Dr. Marty Klein makes a really fascinating argument about the term "sex addiction" in an article in "The Humanist"; that that label  is a way for people not to have to reckon with the conflict between their desire for what certain kinds of sex gives them and the consequences of acting out their desires.    

New patients tell me all the time how they can’t keep from doing self-destructive sexual things; still, I see no sex addiction. Instead, I see people regretting the sexual choices they make, often denying that these are decisions. I see people wanting to change, but not wanting to give up what makes them feel alive or young or loved or adequate; wanting the advantages of changing, but not wanting to give up what makes them feel they’re better or sexier or naughtier than other people. Most importantly, I see people wanting to stop doing what makes them feel powerful, attractive, or loved, but since they don’t want to stop feeling powerful, attractive or loved, they can’t seem to stop the repetitive sex clumsily designed to create those feelings.

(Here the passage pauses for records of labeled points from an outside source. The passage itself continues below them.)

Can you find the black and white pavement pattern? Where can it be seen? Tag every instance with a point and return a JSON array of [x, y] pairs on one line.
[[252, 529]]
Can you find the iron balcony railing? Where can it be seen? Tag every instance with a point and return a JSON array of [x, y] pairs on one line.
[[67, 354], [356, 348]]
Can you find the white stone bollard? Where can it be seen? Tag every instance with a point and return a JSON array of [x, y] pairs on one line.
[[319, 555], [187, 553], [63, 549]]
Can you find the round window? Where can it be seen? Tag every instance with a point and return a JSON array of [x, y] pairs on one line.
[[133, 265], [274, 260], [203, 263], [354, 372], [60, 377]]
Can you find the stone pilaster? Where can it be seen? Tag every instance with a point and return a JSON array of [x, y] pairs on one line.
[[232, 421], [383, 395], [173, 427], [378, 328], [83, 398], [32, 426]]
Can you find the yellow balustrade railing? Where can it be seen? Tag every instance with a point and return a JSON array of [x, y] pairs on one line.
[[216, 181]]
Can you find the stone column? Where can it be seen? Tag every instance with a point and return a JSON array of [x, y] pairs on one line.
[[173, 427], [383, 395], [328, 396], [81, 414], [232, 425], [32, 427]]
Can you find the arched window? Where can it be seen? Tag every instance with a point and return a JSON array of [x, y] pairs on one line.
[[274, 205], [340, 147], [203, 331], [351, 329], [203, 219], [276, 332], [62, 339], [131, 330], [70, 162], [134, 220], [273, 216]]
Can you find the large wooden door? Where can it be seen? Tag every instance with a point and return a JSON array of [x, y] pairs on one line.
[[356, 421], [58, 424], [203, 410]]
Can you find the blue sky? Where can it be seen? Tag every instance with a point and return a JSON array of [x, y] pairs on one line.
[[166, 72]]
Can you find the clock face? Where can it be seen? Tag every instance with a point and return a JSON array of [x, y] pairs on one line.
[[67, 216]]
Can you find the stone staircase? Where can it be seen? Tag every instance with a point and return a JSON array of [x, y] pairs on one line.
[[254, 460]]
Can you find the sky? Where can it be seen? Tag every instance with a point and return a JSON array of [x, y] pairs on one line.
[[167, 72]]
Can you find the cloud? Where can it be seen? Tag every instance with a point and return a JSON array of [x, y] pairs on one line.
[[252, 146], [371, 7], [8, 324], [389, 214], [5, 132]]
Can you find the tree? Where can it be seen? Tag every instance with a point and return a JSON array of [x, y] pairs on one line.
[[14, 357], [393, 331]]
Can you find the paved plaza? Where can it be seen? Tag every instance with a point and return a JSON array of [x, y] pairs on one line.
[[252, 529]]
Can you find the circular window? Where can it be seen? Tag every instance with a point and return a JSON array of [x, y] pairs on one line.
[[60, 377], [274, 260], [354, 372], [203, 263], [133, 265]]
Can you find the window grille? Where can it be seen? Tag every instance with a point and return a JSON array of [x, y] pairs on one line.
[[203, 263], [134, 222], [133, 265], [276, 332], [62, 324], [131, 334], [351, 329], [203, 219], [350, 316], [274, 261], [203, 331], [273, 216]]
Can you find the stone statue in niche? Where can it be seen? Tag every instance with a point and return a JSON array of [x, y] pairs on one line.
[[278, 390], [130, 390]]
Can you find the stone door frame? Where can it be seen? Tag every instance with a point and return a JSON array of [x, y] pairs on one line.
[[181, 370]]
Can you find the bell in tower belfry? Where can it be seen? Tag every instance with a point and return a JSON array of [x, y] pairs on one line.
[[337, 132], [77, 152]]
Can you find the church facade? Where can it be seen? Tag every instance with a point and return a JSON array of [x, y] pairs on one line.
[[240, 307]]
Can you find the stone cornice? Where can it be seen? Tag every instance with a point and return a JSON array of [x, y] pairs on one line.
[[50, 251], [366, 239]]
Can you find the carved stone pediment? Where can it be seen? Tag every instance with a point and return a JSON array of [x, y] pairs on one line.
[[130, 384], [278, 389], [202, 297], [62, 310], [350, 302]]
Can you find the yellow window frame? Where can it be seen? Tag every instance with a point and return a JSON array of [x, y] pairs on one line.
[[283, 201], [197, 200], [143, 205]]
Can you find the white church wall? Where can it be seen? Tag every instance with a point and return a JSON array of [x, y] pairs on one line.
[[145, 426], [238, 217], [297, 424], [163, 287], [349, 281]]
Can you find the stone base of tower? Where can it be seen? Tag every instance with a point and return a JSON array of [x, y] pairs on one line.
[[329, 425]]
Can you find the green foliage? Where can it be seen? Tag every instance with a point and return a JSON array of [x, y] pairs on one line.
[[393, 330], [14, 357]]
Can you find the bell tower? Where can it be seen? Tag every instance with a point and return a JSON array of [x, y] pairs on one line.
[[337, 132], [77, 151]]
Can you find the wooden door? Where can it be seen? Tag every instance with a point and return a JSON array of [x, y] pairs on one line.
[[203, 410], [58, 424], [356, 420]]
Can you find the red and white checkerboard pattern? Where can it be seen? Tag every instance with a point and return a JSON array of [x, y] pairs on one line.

He goes on to argue that this condition of wanting certain things sexually and not wanting to take responsibility for the consequences is made more troublesome by a sex-negative culture which punishes people for wanting any kind of sex or relationship that isn't socially sanctioned. 

...the diagnosis of sex addiction is in many ways a diagnosis of discomfort with one’s own sexuality, or of being at odds with cultural definitions of normal sex, and struggling with that contrast...

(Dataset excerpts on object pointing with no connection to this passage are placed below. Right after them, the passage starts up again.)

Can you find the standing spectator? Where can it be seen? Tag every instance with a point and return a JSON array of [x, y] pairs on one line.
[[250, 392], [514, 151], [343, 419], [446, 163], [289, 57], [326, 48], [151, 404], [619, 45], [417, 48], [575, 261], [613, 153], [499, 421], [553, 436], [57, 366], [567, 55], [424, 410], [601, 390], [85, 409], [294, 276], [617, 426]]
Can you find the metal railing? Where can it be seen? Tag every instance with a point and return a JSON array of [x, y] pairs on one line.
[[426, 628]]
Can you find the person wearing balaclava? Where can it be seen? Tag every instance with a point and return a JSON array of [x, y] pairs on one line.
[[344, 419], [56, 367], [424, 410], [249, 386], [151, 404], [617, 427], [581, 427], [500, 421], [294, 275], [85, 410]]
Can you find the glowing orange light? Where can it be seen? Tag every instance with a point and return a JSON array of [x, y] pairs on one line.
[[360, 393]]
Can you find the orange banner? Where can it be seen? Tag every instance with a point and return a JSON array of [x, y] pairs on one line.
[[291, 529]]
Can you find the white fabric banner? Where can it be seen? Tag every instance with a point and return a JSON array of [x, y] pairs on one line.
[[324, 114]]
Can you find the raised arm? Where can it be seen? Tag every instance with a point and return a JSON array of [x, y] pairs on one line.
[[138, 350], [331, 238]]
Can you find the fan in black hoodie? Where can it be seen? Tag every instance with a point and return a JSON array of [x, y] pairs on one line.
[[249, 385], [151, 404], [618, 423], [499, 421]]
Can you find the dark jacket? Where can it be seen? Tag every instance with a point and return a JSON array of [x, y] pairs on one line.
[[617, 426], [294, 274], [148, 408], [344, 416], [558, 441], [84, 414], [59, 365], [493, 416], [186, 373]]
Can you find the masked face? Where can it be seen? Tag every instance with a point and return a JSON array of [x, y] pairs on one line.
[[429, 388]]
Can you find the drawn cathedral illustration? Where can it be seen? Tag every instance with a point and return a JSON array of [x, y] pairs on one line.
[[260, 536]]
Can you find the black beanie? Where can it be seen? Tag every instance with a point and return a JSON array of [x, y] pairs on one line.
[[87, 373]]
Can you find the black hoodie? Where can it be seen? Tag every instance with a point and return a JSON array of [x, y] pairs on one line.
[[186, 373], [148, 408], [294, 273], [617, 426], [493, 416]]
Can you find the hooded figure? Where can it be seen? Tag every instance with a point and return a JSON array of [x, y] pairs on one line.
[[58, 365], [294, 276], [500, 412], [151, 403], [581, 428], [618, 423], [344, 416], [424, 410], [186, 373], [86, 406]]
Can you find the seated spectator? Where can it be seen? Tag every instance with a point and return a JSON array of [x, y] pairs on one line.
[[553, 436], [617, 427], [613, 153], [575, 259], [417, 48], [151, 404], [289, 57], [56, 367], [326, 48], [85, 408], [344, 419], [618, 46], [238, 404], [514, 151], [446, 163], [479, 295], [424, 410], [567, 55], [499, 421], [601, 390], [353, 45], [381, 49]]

The culture today communicates two out-of-sync messages about sex pretty strongly; one, that we should be ecstatically sexually fulfilled all the time and two, that non-socially-sanctioned sex is highly dangerous and scary (gay, non-monogamous, kinky).  And there is the meta-message which says that commenting on the discrepancy between these two messages -- "Everybody may not be sexually and romantically fulfilled with one, opposite-sex partner for the rest of their lives" -- is not allowed.  A million romcoms have taught us that everyone will end up in a monogamous, same-sex couple and will never feel the desire to masturbate or fantasize about other people or look at pornography because they are so fulfilled.  According to Marty Klein, the label "sex addiction" leaves us stuck in that double bind rather than helping us step out of it. 

Emotional Intelligence

Great piece about the benefits and pitfalls of teaching emotional intelligence.  I kept asking myself, "what about the role of parents?"  Schools are asked to do an awful lot and parents modelling emotional intelligence for kids is extremely powerful and needs to be supported.  Nevertheless a great read by Jennifer Kahn in the NYTM.   

Depending on our personalities, and how we’re raised, the ability to reframe may or may not come easily. Richard Davidson, a neuroscientist at the University of Wisconsin-Madison, notes that while one child may stay rattled by an event for days or weeks, another child may rebound within hours. (Neurotic people tend to recover more slowly.) In theory, at least, social-emotional training can establish neurological pathways that make a child less vulnerable to anxiety and quicker to recover from unhappy experiences. One study found that preschoolers who had even a single year of a social-emotional learning program continued to perform better two years after they left the program; they weren’t as physically aggressive, and they internalized less anxiety and stress than children who hadn’t participated in the program.

It may also make children smarter. Davidson notes that because social-emotional training develops the prefrontal cortex, it can also enhance academically important skills like impulse control, abstract reasoning, long-term planning and working memory. Though it’s not clear how significant this effect is, a 2011 meta-analysis found that K-12 students who received social-emotional instruction scored an average of 11 percentile points higher on standardized achievement tests. A similar study found a nearly 20 percent decrease in violent or delinquent behavior.